I was shattered. I had borne the indignity of having to explain my work and motives, tolls on my work and my family members, the trauma of being branded as antinational, and the harassment of delays, adjournments, and distant travel. I wondered why unsubstantiated allegations against me were given more weight than a police investigation.
Once again I had to return to the Bombay High Court and file another quash petition. I waited hours and then days while the complainant kept seeking adjournments. Meanwhile, I went through another police investigation, this time with the social service branch of the Criminal Investigation Department. International PEN supported me throughout, submitting another letter of appeal to your predecessor’s office. Once, again, sir, there was no response. Not even an acknowledgment of receipt.
Finally, late in April 2010, the complainant’s counsel argued vehemently that it was fine for a Maharashtrian to use the word ghatti within his own community, but if used by someone else, it could cause a riot. But the judge, himself a Maharashtrian, observed that ghatti is slang but not derogatory. There are such terms for every community in India, he said.

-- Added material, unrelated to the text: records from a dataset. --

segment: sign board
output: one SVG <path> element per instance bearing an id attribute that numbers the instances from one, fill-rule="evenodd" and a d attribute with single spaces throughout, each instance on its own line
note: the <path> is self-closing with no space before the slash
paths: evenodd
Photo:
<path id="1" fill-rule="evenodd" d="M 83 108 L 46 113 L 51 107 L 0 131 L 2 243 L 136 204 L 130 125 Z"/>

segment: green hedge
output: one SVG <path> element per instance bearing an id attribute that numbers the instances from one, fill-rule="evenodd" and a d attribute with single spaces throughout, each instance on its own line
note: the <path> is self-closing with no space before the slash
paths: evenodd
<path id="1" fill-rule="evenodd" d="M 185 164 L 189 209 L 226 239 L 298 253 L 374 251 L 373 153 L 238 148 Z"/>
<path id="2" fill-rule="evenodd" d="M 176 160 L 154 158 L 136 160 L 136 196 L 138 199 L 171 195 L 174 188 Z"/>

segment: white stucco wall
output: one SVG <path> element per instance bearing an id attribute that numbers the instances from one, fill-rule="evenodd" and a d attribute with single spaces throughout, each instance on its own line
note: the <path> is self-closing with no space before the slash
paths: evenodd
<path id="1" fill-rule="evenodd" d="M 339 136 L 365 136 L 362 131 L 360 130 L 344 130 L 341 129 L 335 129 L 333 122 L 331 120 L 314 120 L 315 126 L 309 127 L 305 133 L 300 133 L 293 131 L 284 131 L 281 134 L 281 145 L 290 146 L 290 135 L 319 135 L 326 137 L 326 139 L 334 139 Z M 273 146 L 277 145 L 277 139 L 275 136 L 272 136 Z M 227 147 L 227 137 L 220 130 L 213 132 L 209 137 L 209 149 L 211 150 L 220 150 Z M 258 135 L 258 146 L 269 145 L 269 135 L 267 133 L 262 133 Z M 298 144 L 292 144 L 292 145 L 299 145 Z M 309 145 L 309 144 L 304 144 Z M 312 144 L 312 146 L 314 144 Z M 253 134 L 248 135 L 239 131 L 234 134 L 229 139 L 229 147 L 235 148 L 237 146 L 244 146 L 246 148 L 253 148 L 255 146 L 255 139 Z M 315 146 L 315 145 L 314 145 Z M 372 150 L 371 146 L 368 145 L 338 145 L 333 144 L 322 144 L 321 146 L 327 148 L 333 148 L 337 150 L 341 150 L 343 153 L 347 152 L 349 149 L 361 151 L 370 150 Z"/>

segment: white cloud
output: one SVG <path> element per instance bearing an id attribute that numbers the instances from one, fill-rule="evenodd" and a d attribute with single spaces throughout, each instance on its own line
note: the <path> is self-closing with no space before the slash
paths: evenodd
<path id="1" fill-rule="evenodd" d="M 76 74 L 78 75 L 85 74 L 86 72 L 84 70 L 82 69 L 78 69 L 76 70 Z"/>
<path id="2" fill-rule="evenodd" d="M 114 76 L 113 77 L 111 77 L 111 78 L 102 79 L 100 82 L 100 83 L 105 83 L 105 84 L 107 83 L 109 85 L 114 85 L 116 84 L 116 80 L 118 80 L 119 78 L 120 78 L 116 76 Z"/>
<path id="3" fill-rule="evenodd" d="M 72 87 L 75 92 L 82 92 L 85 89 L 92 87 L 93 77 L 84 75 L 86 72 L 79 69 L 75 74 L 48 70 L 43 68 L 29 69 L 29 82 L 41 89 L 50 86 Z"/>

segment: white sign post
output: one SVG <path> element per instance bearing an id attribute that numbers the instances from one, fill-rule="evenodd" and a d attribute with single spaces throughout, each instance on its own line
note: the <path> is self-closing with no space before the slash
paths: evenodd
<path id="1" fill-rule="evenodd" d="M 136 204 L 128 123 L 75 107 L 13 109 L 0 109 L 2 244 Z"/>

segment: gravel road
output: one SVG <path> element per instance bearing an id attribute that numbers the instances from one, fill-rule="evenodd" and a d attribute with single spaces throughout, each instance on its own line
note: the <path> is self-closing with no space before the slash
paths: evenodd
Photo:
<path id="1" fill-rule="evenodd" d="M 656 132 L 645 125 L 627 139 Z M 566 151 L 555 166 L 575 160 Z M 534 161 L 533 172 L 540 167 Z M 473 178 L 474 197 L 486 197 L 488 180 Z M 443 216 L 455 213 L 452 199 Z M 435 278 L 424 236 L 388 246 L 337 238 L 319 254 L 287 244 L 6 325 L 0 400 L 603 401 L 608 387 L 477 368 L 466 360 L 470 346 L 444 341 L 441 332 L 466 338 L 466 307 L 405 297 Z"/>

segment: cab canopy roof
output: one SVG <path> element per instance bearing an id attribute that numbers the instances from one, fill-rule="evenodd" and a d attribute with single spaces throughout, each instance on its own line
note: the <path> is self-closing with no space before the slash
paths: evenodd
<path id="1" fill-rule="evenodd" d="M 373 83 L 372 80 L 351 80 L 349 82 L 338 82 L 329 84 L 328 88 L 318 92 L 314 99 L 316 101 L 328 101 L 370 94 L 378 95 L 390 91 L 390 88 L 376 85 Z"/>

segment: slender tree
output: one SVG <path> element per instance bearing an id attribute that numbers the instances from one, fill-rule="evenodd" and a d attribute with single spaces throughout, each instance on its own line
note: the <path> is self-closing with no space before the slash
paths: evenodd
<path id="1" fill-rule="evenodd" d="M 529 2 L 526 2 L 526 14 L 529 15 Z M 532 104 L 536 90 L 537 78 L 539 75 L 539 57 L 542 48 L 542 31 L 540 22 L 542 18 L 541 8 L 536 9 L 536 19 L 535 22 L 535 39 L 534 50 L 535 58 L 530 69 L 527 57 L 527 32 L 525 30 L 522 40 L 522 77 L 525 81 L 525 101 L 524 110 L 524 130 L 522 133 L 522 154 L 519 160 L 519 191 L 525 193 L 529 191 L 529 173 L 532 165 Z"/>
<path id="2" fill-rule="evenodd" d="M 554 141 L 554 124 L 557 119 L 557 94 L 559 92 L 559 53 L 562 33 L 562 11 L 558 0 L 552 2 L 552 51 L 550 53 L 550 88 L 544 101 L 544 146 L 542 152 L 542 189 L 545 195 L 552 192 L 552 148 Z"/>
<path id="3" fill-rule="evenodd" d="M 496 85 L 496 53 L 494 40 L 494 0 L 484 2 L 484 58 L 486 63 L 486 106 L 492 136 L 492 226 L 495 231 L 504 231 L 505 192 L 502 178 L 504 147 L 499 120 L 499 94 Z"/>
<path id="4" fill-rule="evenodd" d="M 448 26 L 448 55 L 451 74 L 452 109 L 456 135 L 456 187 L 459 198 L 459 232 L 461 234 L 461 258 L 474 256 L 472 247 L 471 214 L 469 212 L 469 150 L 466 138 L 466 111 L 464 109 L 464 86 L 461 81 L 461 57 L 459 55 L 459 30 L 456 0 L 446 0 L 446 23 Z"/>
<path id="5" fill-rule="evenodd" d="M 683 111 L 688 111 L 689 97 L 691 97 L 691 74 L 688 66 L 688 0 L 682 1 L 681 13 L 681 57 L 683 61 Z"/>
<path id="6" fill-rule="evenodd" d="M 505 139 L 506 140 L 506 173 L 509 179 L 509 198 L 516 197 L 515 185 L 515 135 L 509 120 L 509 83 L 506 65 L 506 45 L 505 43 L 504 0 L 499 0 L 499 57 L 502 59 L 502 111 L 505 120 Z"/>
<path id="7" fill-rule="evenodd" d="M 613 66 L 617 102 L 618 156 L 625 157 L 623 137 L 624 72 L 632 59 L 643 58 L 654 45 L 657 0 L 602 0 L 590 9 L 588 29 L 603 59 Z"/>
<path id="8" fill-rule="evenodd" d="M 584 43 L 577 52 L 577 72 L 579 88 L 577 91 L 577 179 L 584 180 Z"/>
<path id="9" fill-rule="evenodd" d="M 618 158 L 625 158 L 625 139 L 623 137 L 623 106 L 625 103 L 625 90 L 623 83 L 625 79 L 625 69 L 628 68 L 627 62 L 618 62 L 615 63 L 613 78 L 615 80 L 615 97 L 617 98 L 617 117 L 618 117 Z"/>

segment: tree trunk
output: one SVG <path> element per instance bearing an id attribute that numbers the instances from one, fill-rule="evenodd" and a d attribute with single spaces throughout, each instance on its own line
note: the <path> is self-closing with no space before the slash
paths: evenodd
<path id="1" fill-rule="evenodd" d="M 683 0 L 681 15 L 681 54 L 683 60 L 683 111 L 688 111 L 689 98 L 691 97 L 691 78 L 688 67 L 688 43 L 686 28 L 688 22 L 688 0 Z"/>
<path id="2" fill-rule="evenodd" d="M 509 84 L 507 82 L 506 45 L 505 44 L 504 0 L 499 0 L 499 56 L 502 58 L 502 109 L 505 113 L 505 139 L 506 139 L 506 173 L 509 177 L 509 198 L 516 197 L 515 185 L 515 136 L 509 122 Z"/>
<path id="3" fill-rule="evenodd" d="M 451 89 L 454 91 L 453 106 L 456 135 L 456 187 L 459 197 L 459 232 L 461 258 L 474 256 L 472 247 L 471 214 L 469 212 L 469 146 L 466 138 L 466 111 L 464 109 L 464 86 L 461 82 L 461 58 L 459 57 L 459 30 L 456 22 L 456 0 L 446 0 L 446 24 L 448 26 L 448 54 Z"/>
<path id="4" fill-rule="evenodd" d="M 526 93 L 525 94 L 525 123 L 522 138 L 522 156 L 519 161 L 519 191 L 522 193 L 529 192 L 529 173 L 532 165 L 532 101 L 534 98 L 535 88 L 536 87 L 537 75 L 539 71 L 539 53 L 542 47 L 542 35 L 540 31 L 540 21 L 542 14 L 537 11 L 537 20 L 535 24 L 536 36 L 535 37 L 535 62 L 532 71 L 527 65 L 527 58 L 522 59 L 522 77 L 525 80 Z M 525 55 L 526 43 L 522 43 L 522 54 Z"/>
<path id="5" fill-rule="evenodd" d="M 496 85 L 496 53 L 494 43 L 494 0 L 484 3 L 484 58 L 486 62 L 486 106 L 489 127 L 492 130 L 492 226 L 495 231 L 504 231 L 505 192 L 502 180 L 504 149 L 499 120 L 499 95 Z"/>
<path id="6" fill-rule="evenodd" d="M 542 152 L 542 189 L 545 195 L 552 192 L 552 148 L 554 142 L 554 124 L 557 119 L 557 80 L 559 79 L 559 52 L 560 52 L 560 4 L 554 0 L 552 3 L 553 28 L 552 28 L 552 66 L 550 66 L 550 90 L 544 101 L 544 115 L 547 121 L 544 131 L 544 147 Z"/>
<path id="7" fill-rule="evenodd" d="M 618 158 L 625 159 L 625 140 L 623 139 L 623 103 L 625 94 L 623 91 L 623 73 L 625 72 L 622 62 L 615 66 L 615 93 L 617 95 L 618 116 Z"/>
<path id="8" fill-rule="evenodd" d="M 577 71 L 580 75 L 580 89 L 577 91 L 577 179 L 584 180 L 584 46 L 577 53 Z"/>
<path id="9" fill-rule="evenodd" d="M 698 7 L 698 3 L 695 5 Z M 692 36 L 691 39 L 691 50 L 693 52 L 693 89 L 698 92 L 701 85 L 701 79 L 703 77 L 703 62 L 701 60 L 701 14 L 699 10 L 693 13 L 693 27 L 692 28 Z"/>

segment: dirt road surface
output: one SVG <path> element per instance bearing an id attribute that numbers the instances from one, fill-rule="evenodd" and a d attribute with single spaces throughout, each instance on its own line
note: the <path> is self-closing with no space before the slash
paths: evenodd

Two months later, the court’s judgment was pronounced. Justice V. M. Kanade ruled: “The learned magistrate clearly committed an error of law which is apparent on the face of the record. I am of the view that the police in their report have rightly summarized that if the story is read as a whole then there is no substance in the complaint.” In his ruling, he quoted a Supreme Court precedent:
While construing the intention of the author, the “effect of words must be judged from the standards of reasonable, strong-minded, firm, and courageous men, and not those of weak and vacillating minds, nor of those who scent danger in every hostile point of view.”
The complainant requested a stay of the judgment in order to appeal it, but the judge declined his request.
My struggles in South India took another year to resolve. There, too, I had to move to the High Court and hire lawyers in Madurai and Kodaikanal. The complainant made a preliminary appearance in Kodaikanal but never showed up thereafter, which made me wonder what the whole point was. Charges brought against me in the two trials were similar: both employed selective presentation of half facts to portray the author as a villain.
Mr. Prime Minister, I hope you will understand the point of my argument: that writers are not criminals. We work within the law and use society as a canvas on which to paint our stories and illustrate our messages. Often, we make huge sacrifices. We place our family lives and financial security at stake just so that we can capture some important and less visible aspects of our culture and deliver insights that—however momentary—make a difference to our readers. Those who accuse us often have their own insecurities, their own agendas. In the Doniger case, for instance, the accuser essentially stated, We are not against modernization but against Westernization, which is an effort to enslave our country.
Is this not precisely what the Supreme Court judgment cautions us against when referring to “those who scent danger in every hostile point of view”?
To rest my case, I will say only this, sir: if truth be a religion, as it should be in the land of Gandhi, then freedom of speech and expression is no less sacred a right than the right to choose and practice your own religion. It was this essential freedom that led Swami Vivekananda across the ocean, to introduce Hinduism to the world, and that awoke the world to the strengths and miracles of Hinduism.
I hope that under your leadership the arts will survive and flourish as they are meant to: with pride, with dignity, and with an all-encompassing sense of tolerance that shows the true strengths and generosity of our culture.